Church groups have long used coffee and the occasional stale donut as a way to bring together parishioners to talk about faith. Now, some churches are trying to attract new members through craft beer.

NPR reports that Zio Carlo brewpub in Fort Worth, Tex. is home to Church-in-a-Pub, where members of the Calvary Lutheran Church meet and drink good beer.

Not surprisingly, some Sunday night drinkers are a bit taken aback to find a church service in their local bar. “I tell ‘em, it’s a church service, and they’re, like, ‘In a pub?’ And I’m, like, yeah. Some of ‘em stick around for trivia, some of ‘em take off, some of ‘em will hang out and have another pint or two,” bartender Les Bennett told NPR.


“Barbecue and Baptism” is a common summertime event here in the deep south.


I instinctively guessed it was a Lutheran parish. :smiley:

Now, Lutherans in general aren’t shy about liking a brew or two. I was not surprised that it was an ELCA church to actually set up a service in a pub - but surely they wouldn’t have the Divine Service in that manner?

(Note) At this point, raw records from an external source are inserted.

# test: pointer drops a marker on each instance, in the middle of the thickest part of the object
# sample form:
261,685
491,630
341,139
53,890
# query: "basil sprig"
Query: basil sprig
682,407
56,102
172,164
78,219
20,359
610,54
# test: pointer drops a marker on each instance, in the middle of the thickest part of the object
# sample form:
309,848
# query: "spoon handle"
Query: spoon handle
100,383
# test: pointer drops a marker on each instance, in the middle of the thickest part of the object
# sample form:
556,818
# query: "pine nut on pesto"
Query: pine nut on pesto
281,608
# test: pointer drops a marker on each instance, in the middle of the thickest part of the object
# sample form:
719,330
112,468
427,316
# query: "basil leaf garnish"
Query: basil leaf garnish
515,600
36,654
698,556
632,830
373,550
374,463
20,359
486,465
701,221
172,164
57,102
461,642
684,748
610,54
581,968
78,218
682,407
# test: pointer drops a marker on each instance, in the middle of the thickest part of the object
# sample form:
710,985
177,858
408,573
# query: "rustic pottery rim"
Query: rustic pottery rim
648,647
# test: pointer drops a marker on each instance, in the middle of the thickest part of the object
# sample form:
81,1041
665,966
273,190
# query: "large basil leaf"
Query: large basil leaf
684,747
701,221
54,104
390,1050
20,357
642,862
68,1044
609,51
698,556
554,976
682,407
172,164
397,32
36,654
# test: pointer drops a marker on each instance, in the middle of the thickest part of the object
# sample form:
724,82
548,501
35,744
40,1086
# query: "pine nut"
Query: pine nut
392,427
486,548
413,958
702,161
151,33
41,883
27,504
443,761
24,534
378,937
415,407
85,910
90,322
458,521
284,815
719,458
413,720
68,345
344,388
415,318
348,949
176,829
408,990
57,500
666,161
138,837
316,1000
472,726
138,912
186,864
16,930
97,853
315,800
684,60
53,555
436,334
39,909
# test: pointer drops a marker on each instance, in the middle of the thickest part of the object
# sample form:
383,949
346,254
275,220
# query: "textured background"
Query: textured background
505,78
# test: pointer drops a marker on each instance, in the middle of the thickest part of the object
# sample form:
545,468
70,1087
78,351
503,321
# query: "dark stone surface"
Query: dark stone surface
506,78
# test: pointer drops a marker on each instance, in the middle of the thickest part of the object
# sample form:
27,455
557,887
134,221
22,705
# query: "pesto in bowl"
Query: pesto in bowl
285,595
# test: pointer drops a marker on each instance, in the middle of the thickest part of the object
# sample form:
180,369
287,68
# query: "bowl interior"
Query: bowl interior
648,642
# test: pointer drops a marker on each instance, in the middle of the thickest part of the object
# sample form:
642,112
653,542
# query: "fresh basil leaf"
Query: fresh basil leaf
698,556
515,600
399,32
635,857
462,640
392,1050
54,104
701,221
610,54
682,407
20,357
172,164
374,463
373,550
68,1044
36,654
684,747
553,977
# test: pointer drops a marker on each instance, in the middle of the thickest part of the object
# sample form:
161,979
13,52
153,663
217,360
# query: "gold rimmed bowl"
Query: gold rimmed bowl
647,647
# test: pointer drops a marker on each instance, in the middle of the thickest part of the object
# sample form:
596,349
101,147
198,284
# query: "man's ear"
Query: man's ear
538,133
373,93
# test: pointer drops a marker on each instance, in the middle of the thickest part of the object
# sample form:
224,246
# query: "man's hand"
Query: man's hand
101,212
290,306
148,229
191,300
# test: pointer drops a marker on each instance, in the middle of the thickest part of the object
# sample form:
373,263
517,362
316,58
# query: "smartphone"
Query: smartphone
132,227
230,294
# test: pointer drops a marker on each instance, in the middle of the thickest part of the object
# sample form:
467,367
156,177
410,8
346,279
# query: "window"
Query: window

I could see it as a nice setting for a casual Bible study group though :slight_smile: Our local Catholic diocese has Theology on Tap events at pubs…

I’d rather my people were in the alehouse thinking of church,
than in church thinking of the alehouse. Martin Luther

"It is my design to die in the brew house; let ale be placed in my mouth when I am expiring, that when the choirs of angels come, they may say, “Be God propitious to this drinker.” – St. Columbanus

“You can’t be a real country unless you have a beer and an airline - it helps if you have some kind of a football team, or some nuclear weapons, but at the very least you need a beer.” --Frank Zappa

There is a Catholic bishop who would go to the local college bar (an “Irish” pub) and drink with the students. He took it as an opportunity to evangelize to the college crowd. I’m not sure if he still does this, but he was in the paper a few times in the late 1990’s or early 2000’s. I thought it was a great idea, but he never said Mass at the pub. I’m not a drinker–never touch a drop–and still think it’s a great way to evangelize.

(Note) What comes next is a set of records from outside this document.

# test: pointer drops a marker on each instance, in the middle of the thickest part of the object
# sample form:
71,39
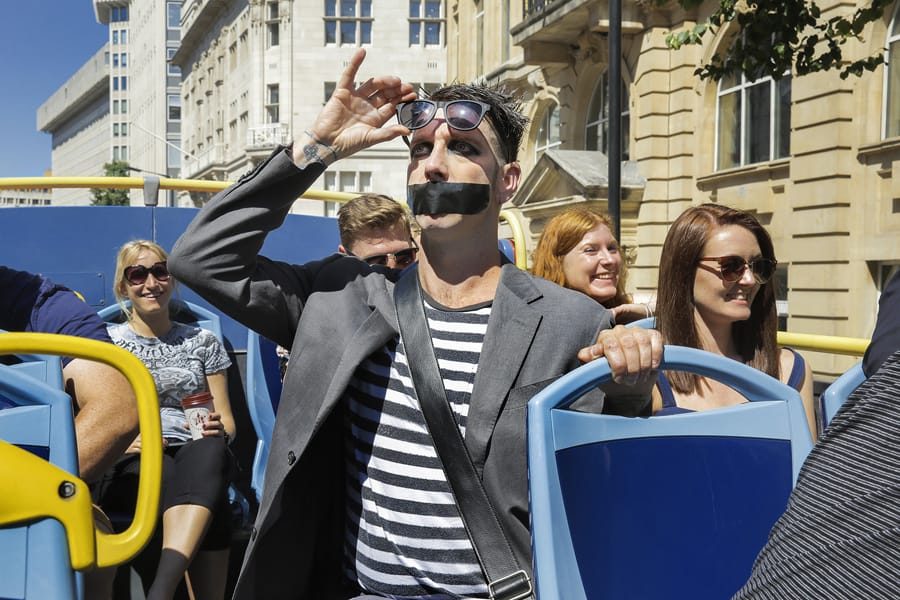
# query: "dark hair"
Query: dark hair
504,116
681,253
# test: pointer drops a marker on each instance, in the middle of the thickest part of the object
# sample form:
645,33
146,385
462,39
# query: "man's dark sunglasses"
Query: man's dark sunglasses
462,115
402,258
137,274
731,268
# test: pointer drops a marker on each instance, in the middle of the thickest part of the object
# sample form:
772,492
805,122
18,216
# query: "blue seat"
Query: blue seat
661,507
43,367
263,393
834,396
34,559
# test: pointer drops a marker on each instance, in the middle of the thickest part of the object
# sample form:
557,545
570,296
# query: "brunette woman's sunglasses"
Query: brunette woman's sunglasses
462,115
731,268
137,274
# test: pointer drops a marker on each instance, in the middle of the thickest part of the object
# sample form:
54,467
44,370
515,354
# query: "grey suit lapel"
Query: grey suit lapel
511,329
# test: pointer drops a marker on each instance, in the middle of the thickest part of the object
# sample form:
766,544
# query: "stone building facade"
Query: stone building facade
816,158
255,72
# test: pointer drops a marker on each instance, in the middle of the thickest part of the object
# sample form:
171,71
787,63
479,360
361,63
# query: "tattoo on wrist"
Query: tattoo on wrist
316,151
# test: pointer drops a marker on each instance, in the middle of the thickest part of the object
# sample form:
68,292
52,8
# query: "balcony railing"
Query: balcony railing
214,155
268,135
536,7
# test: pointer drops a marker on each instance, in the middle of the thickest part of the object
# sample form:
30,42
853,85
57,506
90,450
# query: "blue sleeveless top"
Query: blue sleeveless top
671,408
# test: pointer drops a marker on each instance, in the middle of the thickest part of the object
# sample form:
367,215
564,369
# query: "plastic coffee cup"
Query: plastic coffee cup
197,408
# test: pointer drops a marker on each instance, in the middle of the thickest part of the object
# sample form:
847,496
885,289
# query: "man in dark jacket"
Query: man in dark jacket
356,502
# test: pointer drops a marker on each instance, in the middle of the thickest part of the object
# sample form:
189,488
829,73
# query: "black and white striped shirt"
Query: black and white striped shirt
840,534
405,537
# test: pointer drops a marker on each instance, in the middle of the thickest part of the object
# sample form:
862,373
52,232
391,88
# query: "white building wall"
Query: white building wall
77,118
303,66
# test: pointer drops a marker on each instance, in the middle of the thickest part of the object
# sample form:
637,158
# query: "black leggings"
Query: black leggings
193,473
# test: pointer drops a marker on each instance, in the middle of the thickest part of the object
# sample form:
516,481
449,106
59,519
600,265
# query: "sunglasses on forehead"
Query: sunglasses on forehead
732,268
462,115
402,258
137,274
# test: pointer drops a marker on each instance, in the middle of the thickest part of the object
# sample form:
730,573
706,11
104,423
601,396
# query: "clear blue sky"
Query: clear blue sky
43,44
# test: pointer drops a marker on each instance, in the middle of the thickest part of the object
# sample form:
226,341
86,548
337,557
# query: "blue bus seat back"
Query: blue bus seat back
181,311
43,367
263,393
674,506
38,417
834,396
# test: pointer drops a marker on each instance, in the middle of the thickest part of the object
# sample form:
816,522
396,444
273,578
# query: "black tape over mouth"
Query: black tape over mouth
448,198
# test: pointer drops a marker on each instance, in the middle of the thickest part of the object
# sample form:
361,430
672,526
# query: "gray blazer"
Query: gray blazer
334,313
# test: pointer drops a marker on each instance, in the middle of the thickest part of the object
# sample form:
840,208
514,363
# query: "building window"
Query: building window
173,156
596,130
173,15
425,23
753,120
272,24
353,26
892,83
358,182
173,102
548,132
272,93
173,70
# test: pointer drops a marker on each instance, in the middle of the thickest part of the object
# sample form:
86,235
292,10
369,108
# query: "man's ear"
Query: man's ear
512,174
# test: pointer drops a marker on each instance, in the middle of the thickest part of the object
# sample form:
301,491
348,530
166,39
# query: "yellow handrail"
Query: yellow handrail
73,509
801,341
518,237
188,185
823,343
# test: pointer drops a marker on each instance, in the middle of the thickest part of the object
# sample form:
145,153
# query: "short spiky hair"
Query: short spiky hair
370,211
505,115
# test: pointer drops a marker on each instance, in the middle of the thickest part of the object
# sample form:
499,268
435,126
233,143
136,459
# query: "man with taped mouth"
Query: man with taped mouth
399,445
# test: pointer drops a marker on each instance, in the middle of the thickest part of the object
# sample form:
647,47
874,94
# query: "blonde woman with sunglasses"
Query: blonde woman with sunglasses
716,293
184,360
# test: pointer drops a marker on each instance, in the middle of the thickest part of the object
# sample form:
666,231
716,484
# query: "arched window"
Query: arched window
596,130
753,120
548,132
892,83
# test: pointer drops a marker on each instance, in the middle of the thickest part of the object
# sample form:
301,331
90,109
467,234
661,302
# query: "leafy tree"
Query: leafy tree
112,197
780,36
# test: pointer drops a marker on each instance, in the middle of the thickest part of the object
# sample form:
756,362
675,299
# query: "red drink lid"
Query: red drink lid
196,400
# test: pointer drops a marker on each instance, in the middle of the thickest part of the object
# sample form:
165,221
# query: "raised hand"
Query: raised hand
354,117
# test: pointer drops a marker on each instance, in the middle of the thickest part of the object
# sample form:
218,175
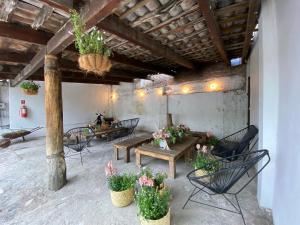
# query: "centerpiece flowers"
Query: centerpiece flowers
170,135
121,186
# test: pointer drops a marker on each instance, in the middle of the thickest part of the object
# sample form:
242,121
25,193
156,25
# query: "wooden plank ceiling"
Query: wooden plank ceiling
147,36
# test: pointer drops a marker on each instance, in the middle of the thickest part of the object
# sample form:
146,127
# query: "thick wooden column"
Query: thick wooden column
54,125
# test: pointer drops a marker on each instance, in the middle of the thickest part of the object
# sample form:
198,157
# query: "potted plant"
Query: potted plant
153,206
121,186
94,54
147,178
30,87
205,164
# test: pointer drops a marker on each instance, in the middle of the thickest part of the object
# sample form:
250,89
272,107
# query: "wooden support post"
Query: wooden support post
54,125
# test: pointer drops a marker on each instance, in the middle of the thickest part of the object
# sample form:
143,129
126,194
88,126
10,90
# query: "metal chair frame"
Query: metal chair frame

Sounds like fun! Unfortunately, there’s no Theology on Tap that I could find in my area.

You guys are already the undisputed Kings and Queens of the casseroles. But, casseroles *AND *beer?? Clearly, we Catholics have some catching up to do in the merriness department. :wink:

Reminds me of when was a Junior in college (back in 1997). I took a road trip with two buddies to Notre Dame to watch them play Boston College. We stayed in the dorms. The president of the university (a priest) lived in the same dorm as the one we were staying in. We were drinking beer (we were all under-aged) and president walked into the dorm room (the door was opened).

He said to us “nothing wrong with drinking, but drinking games are a sin.” Then, told us to enjoy and left. Needless to say, I was saying to myself “why didn’t I go to a Catholic School!?!?!”

Different subject, Villanova’s campus ministry has “Theology on Tap”

Many of the monasteries and Kloisters set up throughout Germany, Switzerland, Austria were beer making entities to earn money for the monks there.

Throughout France and Spain and Italy, the monks made wine to help earn money.

That’s not by St. Columbanus. It’s by an anonymous poet who signed himself “the Archpoet” and whose poetry was discovered in the Benediktbeuern Abbey in Germany (hence the name “Carmina Burana”).

St. Columbanus would probably have told the Archpoet to fast for the rest of his life on bread and water for writing such blasphemous stuff.


Ah–it’s craft beer. That’s all right then. You scared me for a moment–I thought some unfortunate church was luring people with Budweiser, which would be almost as bad as luring them with contemporary Christian music.


very true. The oldest brewery in the world has been making beer since 1040 AD and started by monks.


I edited out the “Craft” word because I thought people wouldn’t know it.